就这么随意舒展一下,背后还传来了线头崩裂的声音。

玩偶又老实了下来,不敢动了。

旧旧的玩偶像是老旧时光里孩子们最好的玩伴,布做的脸上看不出什么人类的表情,但它的声音变得鲜活不少,“你们可以叫我的名字,简。”

西尔维诺:“妖术师简?”

玩偶摇头,“不,只是简。”

黑镜眷属【玩偶】已经不在了,现在在这里的,只是瓦舍里的简。最初的简,甚至不是什么妖术师。

奥罗拉眼珠子一转,目光又落在旁边那个被舍弃的玩偶身上,试探着问:“那我可以把它烧掉了吗?”

简:“请随意。”

魔法的火光,很快将玩偶淹没。

它这么轻易就被毁去了吗?众人看着,心里一时都有些唏嘘。简却没有再对它投以任何视线,只道:“走吧,不是要找到温琴佐和伊西多尔吗?我带你们去找。”

露纳赶紧问:“你知道他们来这里的原因?”

“不。”简回答得很干脆,“那两个人,都不是轻易会被他人看穿的人。我对他们的了解不够深刻,无法揣测他们的行为,他们对我本身也有防备,很多事情不会告诉我。不过,我对他们也有防备。”

如何防备呢?

签订一份灵魂契约吧,这可是身为妖术师的拿手绝活。

灵魂契约让他们达成了同盟。

根据契约,他们互相不能背叛。若有一方落入敌手,被敌人用搜魂术进行审讯,这份契约也会被动触发,用来抵抗搜魂术,防止泄露秘密。

没有人会觉得这有什么不对的,精明如温琴佐,也会为了防止玩偶的背叛,而签下这份契约。
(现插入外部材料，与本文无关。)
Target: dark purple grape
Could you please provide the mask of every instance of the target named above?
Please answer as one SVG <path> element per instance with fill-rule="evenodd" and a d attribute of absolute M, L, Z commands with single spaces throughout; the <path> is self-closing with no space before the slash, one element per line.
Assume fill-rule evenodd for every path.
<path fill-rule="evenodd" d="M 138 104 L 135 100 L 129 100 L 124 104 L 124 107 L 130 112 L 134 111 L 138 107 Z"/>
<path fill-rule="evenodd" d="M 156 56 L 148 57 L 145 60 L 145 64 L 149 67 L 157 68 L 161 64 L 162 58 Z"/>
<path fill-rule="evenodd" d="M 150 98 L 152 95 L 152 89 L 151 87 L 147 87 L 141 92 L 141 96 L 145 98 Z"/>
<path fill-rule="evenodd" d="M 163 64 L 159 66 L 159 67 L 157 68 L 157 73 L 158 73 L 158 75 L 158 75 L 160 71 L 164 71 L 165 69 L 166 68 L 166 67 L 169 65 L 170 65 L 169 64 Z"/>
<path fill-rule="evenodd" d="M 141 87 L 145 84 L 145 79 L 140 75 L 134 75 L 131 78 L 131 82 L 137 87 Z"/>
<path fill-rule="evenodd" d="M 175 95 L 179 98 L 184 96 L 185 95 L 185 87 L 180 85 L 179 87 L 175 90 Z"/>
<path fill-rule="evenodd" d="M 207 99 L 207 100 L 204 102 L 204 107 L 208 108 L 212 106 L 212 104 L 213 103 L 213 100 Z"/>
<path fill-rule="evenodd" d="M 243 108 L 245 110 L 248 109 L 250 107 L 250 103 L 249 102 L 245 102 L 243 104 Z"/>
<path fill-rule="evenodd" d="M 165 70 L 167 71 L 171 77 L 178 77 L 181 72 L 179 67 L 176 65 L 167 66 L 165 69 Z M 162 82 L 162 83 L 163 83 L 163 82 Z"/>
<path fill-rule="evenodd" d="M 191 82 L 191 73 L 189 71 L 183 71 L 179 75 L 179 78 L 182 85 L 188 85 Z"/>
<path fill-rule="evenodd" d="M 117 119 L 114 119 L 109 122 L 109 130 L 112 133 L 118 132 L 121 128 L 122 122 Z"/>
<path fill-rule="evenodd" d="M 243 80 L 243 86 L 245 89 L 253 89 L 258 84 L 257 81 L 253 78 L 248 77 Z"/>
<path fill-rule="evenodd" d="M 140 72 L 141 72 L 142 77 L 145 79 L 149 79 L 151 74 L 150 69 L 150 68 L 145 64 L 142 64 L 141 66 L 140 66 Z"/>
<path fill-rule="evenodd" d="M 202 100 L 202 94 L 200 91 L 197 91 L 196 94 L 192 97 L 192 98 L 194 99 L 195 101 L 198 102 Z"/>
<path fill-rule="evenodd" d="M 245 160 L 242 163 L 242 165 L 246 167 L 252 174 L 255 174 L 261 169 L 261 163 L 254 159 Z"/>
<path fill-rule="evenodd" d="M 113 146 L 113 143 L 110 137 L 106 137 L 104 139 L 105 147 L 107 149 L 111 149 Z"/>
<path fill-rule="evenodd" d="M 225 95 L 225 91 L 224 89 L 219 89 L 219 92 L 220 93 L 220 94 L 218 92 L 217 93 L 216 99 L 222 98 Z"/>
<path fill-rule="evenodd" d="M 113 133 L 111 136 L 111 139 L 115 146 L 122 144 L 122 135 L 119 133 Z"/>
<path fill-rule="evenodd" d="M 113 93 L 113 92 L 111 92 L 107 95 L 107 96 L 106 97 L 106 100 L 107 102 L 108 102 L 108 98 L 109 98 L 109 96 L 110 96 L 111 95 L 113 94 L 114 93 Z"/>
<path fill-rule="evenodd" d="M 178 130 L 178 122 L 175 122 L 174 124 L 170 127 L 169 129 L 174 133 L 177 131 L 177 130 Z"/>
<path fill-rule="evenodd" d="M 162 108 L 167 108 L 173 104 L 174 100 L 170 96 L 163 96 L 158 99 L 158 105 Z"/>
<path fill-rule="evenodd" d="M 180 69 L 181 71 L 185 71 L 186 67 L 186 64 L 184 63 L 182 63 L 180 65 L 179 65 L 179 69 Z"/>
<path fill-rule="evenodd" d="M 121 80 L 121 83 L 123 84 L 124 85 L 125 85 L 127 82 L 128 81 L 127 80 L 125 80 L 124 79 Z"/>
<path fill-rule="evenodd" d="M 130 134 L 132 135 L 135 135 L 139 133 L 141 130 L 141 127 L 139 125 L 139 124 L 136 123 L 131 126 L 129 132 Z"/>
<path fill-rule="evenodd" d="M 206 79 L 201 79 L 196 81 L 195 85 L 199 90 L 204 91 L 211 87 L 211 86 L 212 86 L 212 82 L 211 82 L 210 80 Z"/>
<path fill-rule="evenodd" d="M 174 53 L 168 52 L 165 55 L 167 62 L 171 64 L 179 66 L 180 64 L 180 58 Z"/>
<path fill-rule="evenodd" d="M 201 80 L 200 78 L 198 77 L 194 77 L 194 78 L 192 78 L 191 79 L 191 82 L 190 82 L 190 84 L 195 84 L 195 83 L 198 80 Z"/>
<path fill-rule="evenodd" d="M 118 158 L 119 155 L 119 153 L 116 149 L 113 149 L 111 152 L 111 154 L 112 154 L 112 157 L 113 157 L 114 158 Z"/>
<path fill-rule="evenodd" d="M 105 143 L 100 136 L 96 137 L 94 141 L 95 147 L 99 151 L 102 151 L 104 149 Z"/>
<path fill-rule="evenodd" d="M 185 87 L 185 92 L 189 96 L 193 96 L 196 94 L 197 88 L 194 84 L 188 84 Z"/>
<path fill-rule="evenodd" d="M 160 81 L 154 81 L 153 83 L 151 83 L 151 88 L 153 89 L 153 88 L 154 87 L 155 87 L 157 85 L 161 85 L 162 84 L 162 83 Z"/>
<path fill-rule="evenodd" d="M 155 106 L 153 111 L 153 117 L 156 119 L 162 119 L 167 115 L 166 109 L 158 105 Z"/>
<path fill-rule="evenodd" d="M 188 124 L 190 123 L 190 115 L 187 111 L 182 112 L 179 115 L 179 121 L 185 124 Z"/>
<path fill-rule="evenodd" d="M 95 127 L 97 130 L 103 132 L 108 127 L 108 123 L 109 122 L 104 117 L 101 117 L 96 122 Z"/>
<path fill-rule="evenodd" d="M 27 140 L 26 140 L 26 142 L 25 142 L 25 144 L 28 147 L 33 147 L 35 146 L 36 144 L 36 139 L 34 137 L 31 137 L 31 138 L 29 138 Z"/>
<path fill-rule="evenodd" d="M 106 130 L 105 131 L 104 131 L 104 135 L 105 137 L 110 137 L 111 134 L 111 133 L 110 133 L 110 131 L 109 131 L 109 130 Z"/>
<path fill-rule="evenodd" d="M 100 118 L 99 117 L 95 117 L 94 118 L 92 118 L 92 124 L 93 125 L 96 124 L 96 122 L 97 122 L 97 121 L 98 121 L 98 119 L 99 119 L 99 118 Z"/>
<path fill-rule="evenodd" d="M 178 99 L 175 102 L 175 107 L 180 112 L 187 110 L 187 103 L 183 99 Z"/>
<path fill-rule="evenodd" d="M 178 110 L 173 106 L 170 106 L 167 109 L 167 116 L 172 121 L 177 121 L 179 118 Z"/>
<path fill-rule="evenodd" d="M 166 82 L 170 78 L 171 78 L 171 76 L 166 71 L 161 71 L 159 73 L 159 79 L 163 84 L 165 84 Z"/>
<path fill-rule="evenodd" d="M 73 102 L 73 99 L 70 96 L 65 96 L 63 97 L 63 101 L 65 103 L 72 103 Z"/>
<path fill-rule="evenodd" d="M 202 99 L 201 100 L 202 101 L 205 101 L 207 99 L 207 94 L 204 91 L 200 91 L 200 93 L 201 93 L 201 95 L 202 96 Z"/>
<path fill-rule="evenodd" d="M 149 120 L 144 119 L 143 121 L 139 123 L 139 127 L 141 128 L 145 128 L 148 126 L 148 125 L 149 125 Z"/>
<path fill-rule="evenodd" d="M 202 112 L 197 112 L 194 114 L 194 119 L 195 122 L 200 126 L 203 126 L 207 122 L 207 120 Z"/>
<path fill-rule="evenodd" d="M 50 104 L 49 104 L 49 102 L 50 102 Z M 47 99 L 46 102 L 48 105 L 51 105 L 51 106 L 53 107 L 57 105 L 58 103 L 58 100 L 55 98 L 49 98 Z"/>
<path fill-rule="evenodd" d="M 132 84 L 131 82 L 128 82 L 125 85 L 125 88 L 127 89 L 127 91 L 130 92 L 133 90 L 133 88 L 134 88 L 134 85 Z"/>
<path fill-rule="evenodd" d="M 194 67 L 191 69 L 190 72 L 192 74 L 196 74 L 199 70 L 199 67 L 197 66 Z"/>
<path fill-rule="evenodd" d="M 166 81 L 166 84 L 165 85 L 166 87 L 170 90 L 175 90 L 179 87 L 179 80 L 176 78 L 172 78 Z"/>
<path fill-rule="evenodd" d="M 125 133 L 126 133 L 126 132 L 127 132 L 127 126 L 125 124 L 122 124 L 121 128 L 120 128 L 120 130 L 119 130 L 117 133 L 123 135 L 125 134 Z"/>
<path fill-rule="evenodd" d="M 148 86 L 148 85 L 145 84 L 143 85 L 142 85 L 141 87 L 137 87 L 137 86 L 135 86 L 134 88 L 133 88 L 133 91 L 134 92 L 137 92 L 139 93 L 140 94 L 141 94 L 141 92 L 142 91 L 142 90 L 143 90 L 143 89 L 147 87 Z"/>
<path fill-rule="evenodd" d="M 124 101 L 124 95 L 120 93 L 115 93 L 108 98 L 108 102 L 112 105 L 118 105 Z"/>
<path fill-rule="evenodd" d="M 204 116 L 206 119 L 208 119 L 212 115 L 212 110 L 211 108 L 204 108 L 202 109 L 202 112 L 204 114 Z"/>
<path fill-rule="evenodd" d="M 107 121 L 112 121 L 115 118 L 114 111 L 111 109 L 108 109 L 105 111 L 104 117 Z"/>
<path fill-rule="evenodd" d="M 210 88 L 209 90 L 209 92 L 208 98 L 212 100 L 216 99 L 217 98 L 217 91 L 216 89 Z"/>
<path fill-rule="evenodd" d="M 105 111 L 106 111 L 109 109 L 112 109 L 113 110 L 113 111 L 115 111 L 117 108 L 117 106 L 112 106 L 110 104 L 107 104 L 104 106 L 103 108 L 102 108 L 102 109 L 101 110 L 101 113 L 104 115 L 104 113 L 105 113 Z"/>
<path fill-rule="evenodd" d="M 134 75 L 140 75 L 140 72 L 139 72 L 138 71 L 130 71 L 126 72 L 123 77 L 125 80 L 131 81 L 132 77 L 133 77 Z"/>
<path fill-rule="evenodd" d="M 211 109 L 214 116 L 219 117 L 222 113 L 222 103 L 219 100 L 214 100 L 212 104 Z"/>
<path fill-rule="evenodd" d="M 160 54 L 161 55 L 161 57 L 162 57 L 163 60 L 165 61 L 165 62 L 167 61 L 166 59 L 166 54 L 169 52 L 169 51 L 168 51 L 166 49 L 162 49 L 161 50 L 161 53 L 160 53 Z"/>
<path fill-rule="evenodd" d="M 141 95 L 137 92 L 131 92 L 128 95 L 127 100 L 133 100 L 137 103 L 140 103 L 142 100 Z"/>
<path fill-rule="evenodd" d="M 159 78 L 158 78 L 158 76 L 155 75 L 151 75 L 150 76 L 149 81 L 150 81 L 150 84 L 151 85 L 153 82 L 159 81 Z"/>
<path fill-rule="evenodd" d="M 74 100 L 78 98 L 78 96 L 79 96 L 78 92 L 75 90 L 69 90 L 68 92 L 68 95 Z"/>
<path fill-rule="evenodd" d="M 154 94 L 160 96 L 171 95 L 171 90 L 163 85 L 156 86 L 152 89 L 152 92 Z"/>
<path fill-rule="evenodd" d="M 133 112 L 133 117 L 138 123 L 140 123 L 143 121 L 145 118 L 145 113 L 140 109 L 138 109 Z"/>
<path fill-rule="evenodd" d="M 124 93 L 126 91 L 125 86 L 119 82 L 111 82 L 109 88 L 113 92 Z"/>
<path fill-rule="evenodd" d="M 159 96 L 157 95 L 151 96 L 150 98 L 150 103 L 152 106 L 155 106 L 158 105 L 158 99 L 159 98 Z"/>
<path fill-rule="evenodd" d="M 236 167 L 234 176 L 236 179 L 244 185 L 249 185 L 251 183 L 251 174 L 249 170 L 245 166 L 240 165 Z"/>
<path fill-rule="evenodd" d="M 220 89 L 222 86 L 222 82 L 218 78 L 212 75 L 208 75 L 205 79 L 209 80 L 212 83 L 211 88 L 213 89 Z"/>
最重要的是,简并未在契约的内容上做任何的手脚,否则根本瞒不过温琴佐。

可她是契约的草拟人。

614年,当她在泉水畔遇见查理时,她曾自比命运女神。

当时的简,对于她是狮心王朝后裔的事情没有丝毫怀疑,她也还做着神治的时代终将卷土重来,而她会是新任的命运女神的美梦。

她的武器,也叫做【命运的纺锤】,那是黑镜之主赐下的。

她以为,她会是打破命运的那个人。打破命运,主宰命运,编织命运,她和曾经的命运女神一样,都坐在泉水边,捻动着命运的丝线。

不过,事实证明,一切只是她以为。

她以为她信了,但从她因为亚契的话而产生怀疑时,她就开始了动摇,而搭建在谎言之上的楼阁,也只能是空中楼阁。从黑镜眷属,到亚契的跟班,再到投靠温琴佐,她心里的疑虑渐重,忠诚这种东西,离她也就越远了。

签订契约前,她忍受着极端的痛楚,硬生生将自己的灵魂切割出一小部分,纺成了【命运的丝线】,融入契约。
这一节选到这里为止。